Dzieci też stały w kolejce do Darskiego Nergala, a w całej zgrai widziałem tylko jednego "metala".
Nuria Martyna Wajrak
J.H. Bader
Może za daleko idę z wnioskami kolejkowymi bo do Badera stałem bardzo długo... chociaż WC Cejrowski miał krótszy ogonek. Nie ważne. Aaaa do Rudisa byli pojedynczy klienci... a do Domu nad rozlewiskiem, masa. Kaśka znalazła mi stoisko Czeskieklimaty.pl  gdzie do każdej książki dawano lentilki albo kofolę. Na straganie na pierwszym planie "Pepiki" na ulotce reklamowej też pepiki... ciekawostka taka. Tablicy ulicznej nie chcieli mi sprzedać ale zbiór czeskich autorów po 18 zł za sztukę. Hrabala mieli cały stos opowiadań. (AM, miałaś rację, że wszystko się wydaje po stokroć) . Martyna, taka duża dziewczyna, a zachciało się jej kolorowanek z Krecikiem i Żwirkiem. Tak, zeszyciki urocze :-).
 Znalazłem stoisko Zeszytów Literackich gdzie wygrzebałem (łatwo było, bo wiedziałem że 52)  z 1995 roku poświęcony Pradze. W środku Ripellino, G.H-Grudziński, Holan, Kolar, P.Kral, TGAsh, Havel, Holland, Tigrid, Zagajewski, Venclova, Cwietajewa, i inni.
Kolejka książek  rośnie, ale to pysznie! Trzy już zacząłem...
Zaczepiłem dyrktora GILA festiwalu Kino na Granicy z pytaniem o przyszłoroczny przegląd i ucieszył mnie potwierdzeniem że będzie, że mają sponsora, że nazwa trochę się zmieni ale nie będą nad tym płakać, że będzie Janusz Majewski i ... zapomniałem, Ondrih???
pocztówki Znaku
Ośrodek KARTA oprócz swoich prac historycznych sprzedawał reprinty pocztówek warszawskich, wyścigi na Dynasach, drewniane Okęcie, i wiele innych po 2zł.
Droga samochodem do i z Krakowa dłużyła się nam bardzo w deszczu i chłodzie. Wolelibyśmy odwiedzić targi książki w Katowicach, jeśli będą, bo będzie nam łatwiej.

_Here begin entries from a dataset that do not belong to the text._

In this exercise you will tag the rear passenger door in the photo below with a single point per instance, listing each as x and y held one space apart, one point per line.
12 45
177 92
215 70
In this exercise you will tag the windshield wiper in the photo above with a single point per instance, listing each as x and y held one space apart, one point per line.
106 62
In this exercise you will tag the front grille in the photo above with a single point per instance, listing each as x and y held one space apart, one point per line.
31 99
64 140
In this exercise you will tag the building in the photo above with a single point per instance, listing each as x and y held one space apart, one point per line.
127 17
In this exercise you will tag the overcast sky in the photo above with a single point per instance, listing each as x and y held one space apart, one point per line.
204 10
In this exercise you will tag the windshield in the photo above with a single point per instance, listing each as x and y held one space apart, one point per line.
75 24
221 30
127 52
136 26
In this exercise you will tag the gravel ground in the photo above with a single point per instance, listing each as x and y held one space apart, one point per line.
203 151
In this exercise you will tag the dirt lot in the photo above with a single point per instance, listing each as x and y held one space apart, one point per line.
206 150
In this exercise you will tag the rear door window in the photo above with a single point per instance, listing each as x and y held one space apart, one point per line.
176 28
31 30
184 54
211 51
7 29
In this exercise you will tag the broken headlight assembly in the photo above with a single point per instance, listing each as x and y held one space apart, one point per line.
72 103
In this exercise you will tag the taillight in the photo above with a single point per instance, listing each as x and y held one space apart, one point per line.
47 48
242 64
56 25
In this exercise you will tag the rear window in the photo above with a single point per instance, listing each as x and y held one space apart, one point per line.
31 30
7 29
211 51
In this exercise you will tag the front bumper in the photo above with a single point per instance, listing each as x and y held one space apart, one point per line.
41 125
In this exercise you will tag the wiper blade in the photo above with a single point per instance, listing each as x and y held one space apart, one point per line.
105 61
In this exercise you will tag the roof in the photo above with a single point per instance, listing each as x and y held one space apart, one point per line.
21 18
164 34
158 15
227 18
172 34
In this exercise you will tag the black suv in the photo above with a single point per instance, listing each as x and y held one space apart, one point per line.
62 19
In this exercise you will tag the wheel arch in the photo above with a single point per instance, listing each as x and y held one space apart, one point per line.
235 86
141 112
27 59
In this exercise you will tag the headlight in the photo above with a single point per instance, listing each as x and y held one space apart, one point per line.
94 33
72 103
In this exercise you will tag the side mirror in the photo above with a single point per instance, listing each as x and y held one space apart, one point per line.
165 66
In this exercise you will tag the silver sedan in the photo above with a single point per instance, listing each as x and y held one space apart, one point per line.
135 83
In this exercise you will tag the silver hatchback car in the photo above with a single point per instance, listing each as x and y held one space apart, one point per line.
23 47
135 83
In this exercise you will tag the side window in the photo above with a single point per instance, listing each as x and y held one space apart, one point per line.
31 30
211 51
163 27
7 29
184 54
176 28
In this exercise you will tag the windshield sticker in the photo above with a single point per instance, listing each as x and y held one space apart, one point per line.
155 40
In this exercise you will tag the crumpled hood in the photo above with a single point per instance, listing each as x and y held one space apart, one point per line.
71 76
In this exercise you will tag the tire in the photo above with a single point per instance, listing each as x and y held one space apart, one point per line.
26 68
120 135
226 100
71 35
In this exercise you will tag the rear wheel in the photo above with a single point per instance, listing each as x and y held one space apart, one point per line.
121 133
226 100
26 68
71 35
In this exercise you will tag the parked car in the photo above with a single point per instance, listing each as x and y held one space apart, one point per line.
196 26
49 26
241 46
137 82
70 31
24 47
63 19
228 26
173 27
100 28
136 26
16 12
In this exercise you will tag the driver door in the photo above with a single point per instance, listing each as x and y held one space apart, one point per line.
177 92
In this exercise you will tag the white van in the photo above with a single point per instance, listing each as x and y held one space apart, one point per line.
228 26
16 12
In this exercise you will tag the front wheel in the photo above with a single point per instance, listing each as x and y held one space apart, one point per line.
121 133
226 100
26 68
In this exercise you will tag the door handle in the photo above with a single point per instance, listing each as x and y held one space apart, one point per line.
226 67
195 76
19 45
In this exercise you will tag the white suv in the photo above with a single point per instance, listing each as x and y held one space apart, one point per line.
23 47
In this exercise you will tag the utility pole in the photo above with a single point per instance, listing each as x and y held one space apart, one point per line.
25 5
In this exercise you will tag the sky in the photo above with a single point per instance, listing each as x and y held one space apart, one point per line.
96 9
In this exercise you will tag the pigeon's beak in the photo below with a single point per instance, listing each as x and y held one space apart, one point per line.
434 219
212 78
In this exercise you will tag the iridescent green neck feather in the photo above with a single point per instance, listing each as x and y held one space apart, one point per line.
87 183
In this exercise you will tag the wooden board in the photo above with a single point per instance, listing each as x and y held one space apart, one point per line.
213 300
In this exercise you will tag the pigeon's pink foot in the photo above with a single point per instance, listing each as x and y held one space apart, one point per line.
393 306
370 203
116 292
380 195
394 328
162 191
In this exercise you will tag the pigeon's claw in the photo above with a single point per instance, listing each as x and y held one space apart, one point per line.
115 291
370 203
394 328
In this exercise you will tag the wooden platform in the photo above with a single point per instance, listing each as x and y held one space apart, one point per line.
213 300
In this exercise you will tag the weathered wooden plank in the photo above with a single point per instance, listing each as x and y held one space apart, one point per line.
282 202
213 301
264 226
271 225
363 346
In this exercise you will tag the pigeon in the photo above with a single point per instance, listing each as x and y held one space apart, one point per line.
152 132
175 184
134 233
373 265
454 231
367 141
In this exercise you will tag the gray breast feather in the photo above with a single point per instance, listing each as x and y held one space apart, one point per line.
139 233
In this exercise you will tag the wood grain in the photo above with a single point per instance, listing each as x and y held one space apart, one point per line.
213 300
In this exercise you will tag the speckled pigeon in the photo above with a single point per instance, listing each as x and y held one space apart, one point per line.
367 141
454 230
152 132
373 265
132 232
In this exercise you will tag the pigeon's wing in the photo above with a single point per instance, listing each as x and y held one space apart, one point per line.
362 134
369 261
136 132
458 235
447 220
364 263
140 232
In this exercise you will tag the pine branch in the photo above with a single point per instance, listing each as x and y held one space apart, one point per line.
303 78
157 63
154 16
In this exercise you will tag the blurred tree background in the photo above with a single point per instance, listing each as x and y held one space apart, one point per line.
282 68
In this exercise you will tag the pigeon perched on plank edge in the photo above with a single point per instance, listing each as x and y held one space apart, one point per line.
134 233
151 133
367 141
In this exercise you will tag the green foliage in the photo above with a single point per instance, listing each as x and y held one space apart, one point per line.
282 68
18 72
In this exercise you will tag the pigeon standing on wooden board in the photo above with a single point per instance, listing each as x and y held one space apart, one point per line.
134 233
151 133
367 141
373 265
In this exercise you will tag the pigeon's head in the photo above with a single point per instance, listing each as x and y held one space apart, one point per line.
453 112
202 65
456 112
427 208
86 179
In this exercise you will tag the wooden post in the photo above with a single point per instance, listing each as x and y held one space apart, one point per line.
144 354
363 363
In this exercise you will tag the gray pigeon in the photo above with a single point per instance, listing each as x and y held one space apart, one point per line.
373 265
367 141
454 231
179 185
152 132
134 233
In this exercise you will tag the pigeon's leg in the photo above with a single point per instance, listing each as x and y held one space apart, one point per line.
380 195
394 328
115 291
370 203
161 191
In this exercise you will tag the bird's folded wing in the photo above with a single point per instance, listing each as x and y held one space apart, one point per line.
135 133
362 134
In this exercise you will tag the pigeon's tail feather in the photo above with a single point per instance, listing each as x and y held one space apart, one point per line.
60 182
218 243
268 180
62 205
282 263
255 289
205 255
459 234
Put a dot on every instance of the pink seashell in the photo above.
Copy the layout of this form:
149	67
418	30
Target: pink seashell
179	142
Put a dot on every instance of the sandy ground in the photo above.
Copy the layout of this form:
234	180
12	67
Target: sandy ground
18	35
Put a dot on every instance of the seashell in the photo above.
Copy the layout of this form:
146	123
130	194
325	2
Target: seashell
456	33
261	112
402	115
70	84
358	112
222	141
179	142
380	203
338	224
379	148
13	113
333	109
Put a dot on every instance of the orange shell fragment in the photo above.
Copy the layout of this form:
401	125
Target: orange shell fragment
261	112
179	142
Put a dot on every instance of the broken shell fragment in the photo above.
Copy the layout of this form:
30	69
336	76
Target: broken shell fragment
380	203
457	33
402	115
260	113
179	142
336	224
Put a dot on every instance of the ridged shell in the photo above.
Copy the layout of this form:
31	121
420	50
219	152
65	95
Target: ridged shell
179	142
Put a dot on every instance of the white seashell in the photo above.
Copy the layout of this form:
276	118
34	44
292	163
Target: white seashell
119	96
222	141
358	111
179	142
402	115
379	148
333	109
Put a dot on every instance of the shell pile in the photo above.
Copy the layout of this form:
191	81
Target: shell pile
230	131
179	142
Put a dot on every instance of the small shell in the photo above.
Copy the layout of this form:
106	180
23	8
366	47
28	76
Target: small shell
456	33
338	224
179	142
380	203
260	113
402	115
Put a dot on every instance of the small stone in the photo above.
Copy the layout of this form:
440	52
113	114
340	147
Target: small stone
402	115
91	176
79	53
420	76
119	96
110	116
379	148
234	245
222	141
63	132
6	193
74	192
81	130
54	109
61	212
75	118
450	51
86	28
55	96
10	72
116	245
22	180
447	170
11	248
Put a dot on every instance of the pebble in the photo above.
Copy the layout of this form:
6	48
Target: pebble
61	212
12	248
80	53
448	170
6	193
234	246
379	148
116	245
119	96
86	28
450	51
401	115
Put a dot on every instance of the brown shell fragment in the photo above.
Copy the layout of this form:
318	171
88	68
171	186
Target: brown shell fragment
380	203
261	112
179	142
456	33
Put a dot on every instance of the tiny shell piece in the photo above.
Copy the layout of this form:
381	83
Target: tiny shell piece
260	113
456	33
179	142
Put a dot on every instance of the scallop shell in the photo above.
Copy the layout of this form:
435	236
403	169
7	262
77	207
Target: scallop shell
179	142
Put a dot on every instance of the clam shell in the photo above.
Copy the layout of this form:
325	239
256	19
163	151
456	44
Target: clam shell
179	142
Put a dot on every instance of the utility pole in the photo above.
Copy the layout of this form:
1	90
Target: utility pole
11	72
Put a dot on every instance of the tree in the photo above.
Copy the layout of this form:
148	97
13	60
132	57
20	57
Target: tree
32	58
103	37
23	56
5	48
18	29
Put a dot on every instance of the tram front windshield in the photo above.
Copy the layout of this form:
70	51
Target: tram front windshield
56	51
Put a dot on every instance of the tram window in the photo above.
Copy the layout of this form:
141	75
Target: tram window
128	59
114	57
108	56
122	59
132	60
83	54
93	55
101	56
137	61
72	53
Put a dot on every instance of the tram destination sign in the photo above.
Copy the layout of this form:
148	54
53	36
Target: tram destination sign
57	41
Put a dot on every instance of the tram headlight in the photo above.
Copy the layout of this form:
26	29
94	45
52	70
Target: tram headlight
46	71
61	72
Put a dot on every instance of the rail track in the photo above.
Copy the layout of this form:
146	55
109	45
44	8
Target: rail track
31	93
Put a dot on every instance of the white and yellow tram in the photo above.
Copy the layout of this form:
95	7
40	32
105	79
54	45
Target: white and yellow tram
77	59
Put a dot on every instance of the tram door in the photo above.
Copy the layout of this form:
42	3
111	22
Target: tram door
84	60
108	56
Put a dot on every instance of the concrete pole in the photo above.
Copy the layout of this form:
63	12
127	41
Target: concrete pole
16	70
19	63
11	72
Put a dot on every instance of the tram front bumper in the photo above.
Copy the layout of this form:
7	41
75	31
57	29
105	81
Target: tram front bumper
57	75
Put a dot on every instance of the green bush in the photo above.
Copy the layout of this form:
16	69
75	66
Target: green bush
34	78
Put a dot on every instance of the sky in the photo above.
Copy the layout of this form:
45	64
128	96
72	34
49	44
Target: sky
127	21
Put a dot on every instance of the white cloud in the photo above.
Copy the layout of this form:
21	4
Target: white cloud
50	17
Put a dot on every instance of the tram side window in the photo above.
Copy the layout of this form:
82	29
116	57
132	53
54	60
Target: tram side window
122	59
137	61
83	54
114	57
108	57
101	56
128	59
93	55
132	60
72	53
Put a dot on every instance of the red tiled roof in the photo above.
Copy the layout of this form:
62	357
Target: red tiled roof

Pół dnia to zdecydowanie za mało na targi książki. Najlepiej być tam wcześnie rano jak mieszczuchy śpią lub wstają. Konieczny jest zapas gotówki, chociaż nie można mieć przecież wszystkiego. Czuję niedosyt. Mało czasu, mało kasy...

Piwo tylko w Pradze... nadal.

Nienawidzę powrotów do domu kiedy jakieś sprawy czekają. Nienawidzę kiedy rozdzwania się telefon po moim powrocie skądkolwiek. Jaki wielki musi być napór na moją aurę osób oczekujących mojego powrotu by pękła z pierwszym dzwonkiem i otrzeźwiała mnie deszczem głosów, spraw i zobowiązań... Nienawidzę, nie poradzę...
 Nareszcie, w ciszy domowego kąta mogę skupić się na przyjemnym rozpamiętywaniu minionych dni spędzonych we wspaniałym towarzystwie nie tylko Kaśki ale i Anki i Mariusza dzięki którym praski weekend w środku tygodnia okazał się taki ciekawy, owocny... i syty :-)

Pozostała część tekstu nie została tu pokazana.